Networked world: how best can global communities, organize, communicate and retrieve information? Credit: Photo Cern

It's been an eventful few months in moves to make the primary scientific literature 'open-access' — that is, freely available to all online to read, download and reuse without any barriers, charges or restrictions. In October, the Public Library of Science (PLoS), run by a group of top biologists, launched PLoS Biology, an open-access journal intended to compete with top-tier journals, and which its founders hope will herald a suite of journals that lift open-access from relative obscurity to mainstream. The UK's Wellcome Trust, one of the world's biggest medical charities, has since agreed to let researchers use grants to cover open-access author charges, and the main research agencies in Germany and other European countries have since followed suit.

Researchers in the physical sciences may be forgiven for looking on with some bewilderment. They have long made papers freely available, before publication, using online preprint archives such as arXiv.org. And the American Physical Society, which publishes Physical Reviews, Physical Review Letters and Reviews of Modern Physics, lets authors publish their papers on such archives and on personal Web pages, effectively making articles freely available to all. Open access has not been an issue.

APS has been experimenting since 1998 with an open-access journal, Physical Review Special Topics: Accelerators and Beams, sponsored by laboratories worldwide. Such institutional funding can be difficult to sustain, however.

Take the Journal of High Energy Physics (JHEP) created in 1997, and since a victim of its own success. Sponsorship from high-energy physics centres couldn't keep pace with growth — from 200 articles published in 1998 to 733 articles last year. To stay in business, and meet its $500,000 annual costs, it turned this year to the UK publisher, the Institute of Physics, to market the title at $900 annually.

PLoS's model instead relies on charging authors a 'dissemination' fee to cover the costs of publishing. It reckons $1,500 per article will do the job. That remains to be seen. Journals that aim to publish only the best research have, by definition, high rejection rates — often over 90% of submitted manuscripts — making editorial costs per published paper high. And the model is not applicable to paying the high costs of extra services offered by those journals that provide extensive added journalistic and other editorial content. Another drawback is that 'author pays' is a poor tool for generating the large capital investments needed to invest in new journals and editorial and Web services, which often take years to break even.

Physical scientists have also been reluctant to pay author charges in the past. But The New Journal of Physics, an open-access journal launched in 1998 by the UK Institute of Physics and the German Physical Society, and which charges $500 per published article, is now thriving. There are as yet few signs in the physical sciences of a groundswell for change, however. The growing support for open-access author charges from grant agencies may change that, and open-access no-frills online papers may eventually compete with many of the low-circulation, high-cost journals that make up much of the literature.
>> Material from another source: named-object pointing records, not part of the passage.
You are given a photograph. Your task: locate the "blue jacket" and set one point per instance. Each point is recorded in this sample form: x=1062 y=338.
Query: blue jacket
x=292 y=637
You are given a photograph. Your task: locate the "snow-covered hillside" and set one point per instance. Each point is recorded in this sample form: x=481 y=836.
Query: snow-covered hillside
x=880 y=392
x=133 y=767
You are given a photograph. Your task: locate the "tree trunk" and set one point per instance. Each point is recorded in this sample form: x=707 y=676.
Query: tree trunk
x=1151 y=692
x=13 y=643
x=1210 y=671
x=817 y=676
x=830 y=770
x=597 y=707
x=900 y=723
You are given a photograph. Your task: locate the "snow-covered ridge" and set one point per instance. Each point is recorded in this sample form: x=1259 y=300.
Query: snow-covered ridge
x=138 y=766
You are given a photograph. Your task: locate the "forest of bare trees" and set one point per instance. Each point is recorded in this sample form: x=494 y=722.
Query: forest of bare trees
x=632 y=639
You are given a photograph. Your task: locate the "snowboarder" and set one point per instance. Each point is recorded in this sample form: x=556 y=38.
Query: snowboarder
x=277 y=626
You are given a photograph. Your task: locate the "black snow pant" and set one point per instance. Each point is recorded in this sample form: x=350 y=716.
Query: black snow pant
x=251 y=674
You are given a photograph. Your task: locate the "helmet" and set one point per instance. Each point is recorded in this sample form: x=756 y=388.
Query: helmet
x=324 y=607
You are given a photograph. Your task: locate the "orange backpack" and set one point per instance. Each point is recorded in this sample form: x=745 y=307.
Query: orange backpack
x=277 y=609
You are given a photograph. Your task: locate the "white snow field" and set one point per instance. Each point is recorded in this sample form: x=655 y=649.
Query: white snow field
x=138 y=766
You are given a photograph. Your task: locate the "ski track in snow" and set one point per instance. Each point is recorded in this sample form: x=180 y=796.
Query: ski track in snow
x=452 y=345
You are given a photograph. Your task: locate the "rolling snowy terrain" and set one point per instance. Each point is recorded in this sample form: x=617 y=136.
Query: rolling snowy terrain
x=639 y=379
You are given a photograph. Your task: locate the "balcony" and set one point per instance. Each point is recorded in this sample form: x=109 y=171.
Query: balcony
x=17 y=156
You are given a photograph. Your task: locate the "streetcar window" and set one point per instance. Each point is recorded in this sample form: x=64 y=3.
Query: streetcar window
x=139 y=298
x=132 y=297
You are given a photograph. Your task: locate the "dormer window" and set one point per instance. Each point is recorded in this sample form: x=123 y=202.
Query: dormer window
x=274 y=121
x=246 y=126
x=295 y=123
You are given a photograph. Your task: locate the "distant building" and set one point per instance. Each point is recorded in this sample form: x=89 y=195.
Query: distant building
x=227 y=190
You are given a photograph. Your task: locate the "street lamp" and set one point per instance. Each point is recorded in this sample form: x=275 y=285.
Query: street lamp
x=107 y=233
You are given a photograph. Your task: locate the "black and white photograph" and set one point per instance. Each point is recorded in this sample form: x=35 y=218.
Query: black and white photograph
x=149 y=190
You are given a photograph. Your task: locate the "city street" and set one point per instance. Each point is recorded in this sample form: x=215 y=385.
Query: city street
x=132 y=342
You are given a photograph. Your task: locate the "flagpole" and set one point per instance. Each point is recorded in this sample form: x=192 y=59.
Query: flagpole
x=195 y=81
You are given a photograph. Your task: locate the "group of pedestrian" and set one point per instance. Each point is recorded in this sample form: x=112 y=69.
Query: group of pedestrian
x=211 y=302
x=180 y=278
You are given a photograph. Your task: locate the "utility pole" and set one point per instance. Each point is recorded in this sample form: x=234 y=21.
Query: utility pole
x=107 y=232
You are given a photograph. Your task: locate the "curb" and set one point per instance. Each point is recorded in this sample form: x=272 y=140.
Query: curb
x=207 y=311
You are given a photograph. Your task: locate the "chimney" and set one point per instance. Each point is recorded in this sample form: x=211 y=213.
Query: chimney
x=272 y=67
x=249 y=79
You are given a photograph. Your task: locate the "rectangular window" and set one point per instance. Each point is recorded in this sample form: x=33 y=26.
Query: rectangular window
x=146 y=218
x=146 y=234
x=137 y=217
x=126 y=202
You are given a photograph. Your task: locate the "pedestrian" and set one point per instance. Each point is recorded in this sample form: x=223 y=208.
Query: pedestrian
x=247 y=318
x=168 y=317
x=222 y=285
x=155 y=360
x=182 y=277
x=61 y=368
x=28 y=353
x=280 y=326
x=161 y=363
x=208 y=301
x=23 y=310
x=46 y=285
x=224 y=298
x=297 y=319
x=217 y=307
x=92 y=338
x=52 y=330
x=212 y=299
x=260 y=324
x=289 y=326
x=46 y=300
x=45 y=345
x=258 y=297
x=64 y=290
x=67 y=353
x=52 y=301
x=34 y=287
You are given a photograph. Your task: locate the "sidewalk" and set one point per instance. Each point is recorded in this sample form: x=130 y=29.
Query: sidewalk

But access, and indeed papers and journals themselves, are increasingly just part of a broader essential question as to how communities should best organize, communicate and retrieve information. The scientific paper itself has changed surprisingly little in the Web era, and remains largely an electronic facsimile of its print cousin. And most readers still largely use the Web just to find, download and print papers. To see where the Internet has made the greatest impact in the physical sciences, one must look elsewhere.

The challenge of scientific communication is increasingly not only to record the output of individual scientists, but instead to share data and workflows built by global communities, interlinking data, theory and complex computation. September saw the launch by the world's particle physics community of the Large Hadron Collider (LHC) Computing Grid, to handle, share and analyse the avalanche of data that will flow from the LHC of the European Laboratory for Particle Physics (CERN) from 2007 onwards. The Earth System Grid (www.earthsystemgrid.org) and digital sky surveys, are other examples where communication of information is becoming increasingly dynamic and deeply integrated into the workflow of scientists. The exchange and dissemination of information was one of the motivations behind the creation of the Web in the first place. It will be intriguing to see in what diverse ways the Internet's full potential will shape up in the physical sciences.